Entre Mendoza e Ribeirão Preto
Entre similaridades e vicissitudes, a grande Mendoza (cerca de 800 mil habitantes) na Argentina e Ribeirão Preto ( 605 mil habitantes) permitem comparações para o turista despretensioso que mora em uma e visita a outra por conta própria, sem compromisso com o turismo oficial. Mendoza, no norte da Argentina, nas barbas da Cordilheira dos Andes, foi erguida no meio de um deserto, um lugar onde de dia faz um calor escaldante e de noite um frio de rachar. No inverno, as temperaturas caem abaixo de zero. Como não foi privilegiada pela natureza com a abundante oferta de água do Aquífero Guarani, a população da cidade economiza a água represada em um dique. A neve que derrete nas montanhas é a única fonte de abastecimento para a população e para a produção agrícola. A chuva é um fenômeno raro, menos de 300 mm por ano.
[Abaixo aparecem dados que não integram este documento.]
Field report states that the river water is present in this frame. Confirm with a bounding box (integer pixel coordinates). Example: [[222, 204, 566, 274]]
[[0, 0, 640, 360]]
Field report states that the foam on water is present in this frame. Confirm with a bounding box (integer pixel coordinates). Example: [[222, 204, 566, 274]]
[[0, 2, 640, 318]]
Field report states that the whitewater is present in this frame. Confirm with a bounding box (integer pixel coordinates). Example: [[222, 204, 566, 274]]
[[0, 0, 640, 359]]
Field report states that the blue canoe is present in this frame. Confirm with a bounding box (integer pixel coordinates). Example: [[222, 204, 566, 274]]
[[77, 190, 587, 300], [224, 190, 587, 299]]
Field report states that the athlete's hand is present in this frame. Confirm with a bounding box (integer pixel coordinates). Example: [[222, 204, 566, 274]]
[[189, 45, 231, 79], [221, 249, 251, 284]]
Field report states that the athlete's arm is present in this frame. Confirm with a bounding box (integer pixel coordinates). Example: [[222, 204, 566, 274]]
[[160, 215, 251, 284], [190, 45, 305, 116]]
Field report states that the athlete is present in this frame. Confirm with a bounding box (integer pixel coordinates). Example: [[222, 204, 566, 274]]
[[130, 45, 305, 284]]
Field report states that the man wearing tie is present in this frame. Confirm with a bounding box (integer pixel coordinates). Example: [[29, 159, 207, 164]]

Os argentinos de Mendoza costumam brincar que a chuva é algo tão excepcional que quando aparece alguma nuvem, eles pegam as máquinas fotográficas e aproveitam “para sacar una foto”.
Com o aquecimento global, o volume de neve está diminuindo na Cordilheira e, talvez por isso, em Mendoza não se vê ninguém lavando calçadas compulsivamente. Esta semana, a imprensa de Ribeirão Preto divulgou que o reservatório de água do Daerp, no bairro Alexandre Balbo, na zona norte, tem pelo menos 10 furos e a água vaza constantemente há pelo menos cinco anos. As fotos mostravam um reservatório que mais parecia uma cascata com o doloroso chuá do desperdício.
Depois de 155 anos de fundação, os moradores de Ribeirão Preto convivem com um calor infernal, segundo os especialistas, fruto do enorme passivo verde que as sucessivas administrações municipais não conseguiram resolver, desde o início dos anos 90, época em que a questão ambiental ganhou prioridade no cenário mundial com a Eco-92.
Previdentes, quando fundaram Mendoza, os pioneiros projetaram estrategicamente uma cidade com várias praças devidamente arborizadas que até hoje são regadas diariamente para que a vegetação esteja sempre verde e com aspecto de dar inveja. Difícil encontrar uma rua nessa metrópole dos vizinhos que não esteja arborizada. No centro da cidade, o céu tem a cor verde e pelo lado das calçadas correm pequenos canais que fazem a irrigação das árvores.
A cidade ainda tem mais alguns atrativos bem interessantes que chamam a atenção de quem chega de fora. Com mais de 1.000 vinícolas espalhadas pelas redondezas, a região responde por 70% da produção de vinhos da Argentina, que diga-se de passagem são de excelente qualidade, principalmente os do varietal malbec. Que os “hermanos” não leiam, mas o churrasco argentino corre parelho com o gaúcho. A macia carne do bife de chorizo vem acompanhada de verduras grelhadas no fogo: cebola, batata, beterraba, abóbora e “otras cositas más”. A entrada pode ser a caseira “empanada”, um pastel de carne moída assado em forno de pizza. Cada iguaria sempre vem acompanhada da variedade de vinho mais apropriada. De sobremesa, o tradicional “flan”, um pudim que vai bem com “dulce de leche”. Dependendo do lugar, tudo isso pode ser degustado com uma deslumbrante vista da imponente Cordilheira dos Andes, uma gigantesca cadeia de montanhas com 8.000 km de extensão, uma obra de arte que a natureza demorou milhões de anos para esculpir.